When buying a knife you might want to look at the other end. In a survival situation the handle and the butt can be as important as the blade. Having a solid metal butt or a full tang extension is the way to go. The primary reason you want a solid metal butt or a tang extension beyond the end of the handle material is so you can hammer on the end of the knife. A metal butt gives you the ability to drive your knife into something without damaging the handle. This works great when working with larger pieces of wood and turning them into smaller pieces of wood, know as batoning. You can use your knife to split wood. Stick your knife in your log and hit the end with something like another log or a rock and now you have split the wood.
A hammer is a vital survival tool. A solid flat or extended pommel can also be used as an improvised hammer. When you are in a survival situation or in the woods a hammer comes in handy. The pommel is easier to use than a rock or a piece of wood. If you are camping and setting up a tent the pommel works great pounding in those stakes.
When looking at handles you want to have a full or half cross hilt. A good hilt will prevent accidental cuts if your hand slips. You don't want a serious cut when medical attention is unavailable. A half guard gives better control of the blade when precision is called for. Some knives have a small portion of the top back end of the blade notched with grooves or ridges that creates a non-slip spot to put your thumb or a finger on when needed for those types of jobs.
Looking at a handle with a lanyard hole is important. A lanyard prevents the loss of your knife. You don't want to accidentally lose the most valuable survival tool you have. When using your knife always use a wrist lanyard especially, when working over water or long drops. You'll want a cinch on your strap to tighten it to the wrist. A simple loop can simply slip off your wrist.

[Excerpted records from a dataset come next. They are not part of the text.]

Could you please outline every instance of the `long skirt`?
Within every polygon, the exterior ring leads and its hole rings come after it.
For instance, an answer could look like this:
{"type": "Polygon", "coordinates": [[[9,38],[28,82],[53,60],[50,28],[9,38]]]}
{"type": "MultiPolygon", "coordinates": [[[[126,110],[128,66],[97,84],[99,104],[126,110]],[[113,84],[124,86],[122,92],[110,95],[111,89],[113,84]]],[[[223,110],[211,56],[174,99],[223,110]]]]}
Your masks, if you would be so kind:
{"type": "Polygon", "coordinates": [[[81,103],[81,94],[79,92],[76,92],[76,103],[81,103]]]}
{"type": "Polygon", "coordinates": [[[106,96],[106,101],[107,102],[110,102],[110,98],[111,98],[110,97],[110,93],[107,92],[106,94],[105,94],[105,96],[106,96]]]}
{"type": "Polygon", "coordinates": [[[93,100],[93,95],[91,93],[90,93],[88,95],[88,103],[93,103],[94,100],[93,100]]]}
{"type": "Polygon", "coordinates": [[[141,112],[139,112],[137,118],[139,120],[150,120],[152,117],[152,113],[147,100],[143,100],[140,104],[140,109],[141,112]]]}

If you can try out the handle before you buy. You want the handle to be comfortable in any position. The best handles provide a firm grip. When the handle is wet you want it to be slip-resistant. Be wary of handles that are too grippy or made from aggressive materials because they can cause hot spots and blisters when heavily used. This is why skeletonized handles are usually wrapped with parachute cord.
When buying a knife the blade is not the only thing to consider. Spend some time on the handle. You will be happy you did.